Data analysis and plotting

Author

Kai

Published

Saturday 4 October 2025

Simple examples

Overlaid histogram

First up is package imports (that’s just like adding whatever tools we’ll need later).

library(tidyverse)
library(ggplot2)
library(ggthemes)
library(plotly)
library(ggdist)
library(MASS)

Next we have to import the data into a data frame.1

df <- read_csv("data.csv", col_types = cols(Participant = col_integer()))

We explicitly set the ‘Participant’ column to be an integer for the sake of efficiency – the rest are automatically assigned types.

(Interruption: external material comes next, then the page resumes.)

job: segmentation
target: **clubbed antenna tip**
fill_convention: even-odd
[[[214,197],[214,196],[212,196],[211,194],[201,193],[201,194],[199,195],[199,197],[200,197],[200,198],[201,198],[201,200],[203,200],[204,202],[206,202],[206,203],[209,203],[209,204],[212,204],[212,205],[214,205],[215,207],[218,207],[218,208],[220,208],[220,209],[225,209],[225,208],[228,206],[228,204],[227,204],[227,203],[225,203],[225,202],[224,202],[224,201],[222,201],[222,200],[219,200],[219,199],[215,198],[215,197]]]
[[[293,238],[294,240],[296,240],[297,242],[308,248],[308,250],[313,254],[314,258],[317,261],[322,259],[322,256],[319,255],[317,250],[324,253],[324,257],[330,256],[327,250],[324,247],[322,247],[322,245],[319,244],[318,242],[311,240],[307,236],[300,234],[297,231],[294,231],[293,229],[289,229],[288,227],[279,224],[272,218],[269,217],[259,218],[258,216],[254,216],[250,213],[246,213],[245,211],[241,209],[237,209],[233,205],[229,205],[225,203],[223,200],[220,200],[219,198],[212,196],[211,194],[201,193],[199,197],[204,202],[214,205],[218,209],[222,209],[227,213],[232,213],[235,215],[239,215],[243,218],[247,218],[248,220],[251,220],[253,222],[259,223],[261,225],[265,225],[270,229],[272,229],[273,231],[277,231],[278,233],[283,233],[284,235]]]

The top few rows of the data frame look like this:

head(df)
# A tibble: 6 × 4
  Participant Training Test      Error
        <int> <chr>    <chr>     <dbl>
1           1 Physical Pre-test   18.1
2           1 Physical Mid-test   12.8
3           1 Physical Post-test  16.4
4           1 Physical Carryover  16.5
5           2 Physical Pre-test   37.9
6           2 Physical Mid-test   21.6

Next, we’ll filter the data so it’s just the pre- and post-tests for visual training (and order them correctly).2

vis_prepost <- df %>%
  filter(Training == "Visual",
         Test %in% c("Pre-test", "Post-test")) %>%
  mutate(Test = factor(Test, levels = c("Pre-test", "Post-test")))

Now we can make the plot itself.

p <- vis_prepost %>%
1  ggplot(aes(x = Error, fill = Test)) +
  geom_histogram(
2    alpha = 0.6,
3    position = "identity",
4    bins = 20
  ) +
  scale_fill_manual(values = c("#69b3a2", "#404080"))

print(p)
1
Define the data.
2
Reduce the graph’s opacity (so you can actually see when they overlap).
3
Overlay the graphs (instead of stacking them).
4
Set the number of bins to 20.

Finally, we’ll add some labels for the axes and a basic theme.

Code
p <- p + labs(
    title = "Distribution of error scores (visual training)",
    subtitle = "Performance in pre- vs post-tests",
    x = "Error (cm)",
    y = "Count",
    fill = "Test stage"
  ) +
  theme_clean()

print(p)

An overlaid histogram showing the distribution of error scores between pre- and post-tests amongst participants who completed visual training only.

Interactive

We can also make it interactive (like below) or animated or literally whatever you want.

ggplotly(p)
Figure 1: An interactive version of the overlaid histogram.

Smoothed

A smoothed PDF approximation can also convey the info pretty well.

Code
p_density <- vis_prepost %>%
  ggplot(aes(x = Error, fill = Test)) +
  geom_density(alpha = 0.5) +
  scale_fill_manual(values = c("#69b3a2", "#404080")) +
  labs(
    title = "Smoothed distribution of error scores",
    subtitle = "Performance in pre- vs post-tests (kernel density estimate)",
    x = "Error (cm)",
    y = expression(Density~(cm^{-1})),
    fill = "Test stage"
  ) +
  theme_clean()

print(p_density)
Figure 2: An estimation of the probability density function the distribution of error scores would have.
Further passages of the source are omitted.